Prendo la scia jazz per esplorare un altro territorio, come fece nel 2015 Kendrick Lamar per uno dei dischi assolutamente fondamentali per capire cosa siamo diventati negli ultimi vent’anni. To pimp a butterfly è il regalo di un profeta e u è l’episodio forse più scuro di un disco che affronta problematiche sociali tuttora delicatissime come il trattamento spesso riservato negli Stati Uniti alla comunità afroamericana; non è un album che si piange addosso, ma è un fortissimo momento di autoanalisi che proprio con u vede un passaggio necessario per poter giungere a una conclusione. Kendrick mette nero su bianco debolezze e insicurezze, dà loro forma e le affronta in un viaggio che poi, qualche brano più avanti, vedrà un’altra tappa, con una luce totalmente opposta, chiamata i. Guardandosi da fuori si capisce come crescere e migliorare. Sempre a patto che si voglia fare.

 

Genesis – Aisle of Plenty

La prima volta che ascoltai Selling England by the pound rimasi folgorato maggiormente rispetto a quando, sempre per la prima volta, nel mio stereo risuonarono le note di The Lamb Lies Down on Broadway; due dischi profondamente diversi ma distanti solo pochi mesi, due dischi affascinanti che chiudono la parentesi dei Genesis in formazione originale, dato che poi Peter Gabriel saluterà per iniziare la carriera solista, sostituito alla voce da un batterista discretamente intonato chiamato Phil Collins.

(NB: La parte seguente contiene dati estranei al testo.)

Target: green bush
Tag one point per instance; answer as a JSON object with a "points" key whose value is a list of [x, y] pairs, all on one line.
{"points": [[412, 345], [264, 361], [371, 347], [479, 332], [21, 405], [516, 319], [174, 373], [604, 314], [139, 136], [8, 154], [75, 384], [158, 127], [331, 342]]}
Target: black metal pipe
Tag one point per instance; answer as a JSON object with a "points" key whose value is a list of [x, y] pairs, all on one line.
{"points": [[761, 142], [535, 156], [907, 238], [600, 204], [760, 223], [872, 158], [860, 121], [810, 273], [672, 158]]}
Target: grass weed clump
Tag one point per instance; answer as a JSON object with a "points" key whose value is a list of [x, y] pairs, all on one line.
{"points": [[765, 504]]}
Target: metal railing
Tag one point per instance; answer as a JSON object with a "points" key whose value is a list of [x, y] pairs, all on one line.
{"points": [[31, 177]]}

Aisle of Plenty chiude Selling citando una sezione musicale di Dancing with the moonlit knight, primo brano del disco, e inizia con quell'”I don’t belong here” che lo lega perfettamente al tema odierno di questa playlist. Paradossalmente il brano più breve dell’album, ma come un lucchetto in un manifesto politico e culturale.

 

Nine Inch Nails – The great below

Dove non c’è niente si può costruire, ma ci vuole coraggio per tornare dove non c’è nulla, o per non andarsene da dove non c’è nulla, specie se si crede davvero che ci sia un posto vuoto, un buco nero in cui speranza e cultura sono state risucchiate insieme a quell’innato senso di rivalsa che è tipico dell’essere umano quando viene messo alla prova. E cos’è il coraggio se non la folle idea di sfidare le proprie paure? E, a loro volta, cosa sono le paure se non delle situazioni che bloccano in qualche modo il naturale scorrere degli eventi? Dare forma a un timore, a una paura è un primo passo per sfidarla a duello, per spingere sull’acceleratore e superarla. “I will take my place in the great below”, canta Trent Reznor in un brano da brividi veri, uno dei più riusciti di un capolavoro chiamato The fragile; se si vuol rendere grande qualcosa serve a tutti questa spinta, e oggi questa playlist vuole ringraziare chi prova, non solo il lunedì, a sopravvivere in questo territorio da ricostruire con pazienza e tanto amore.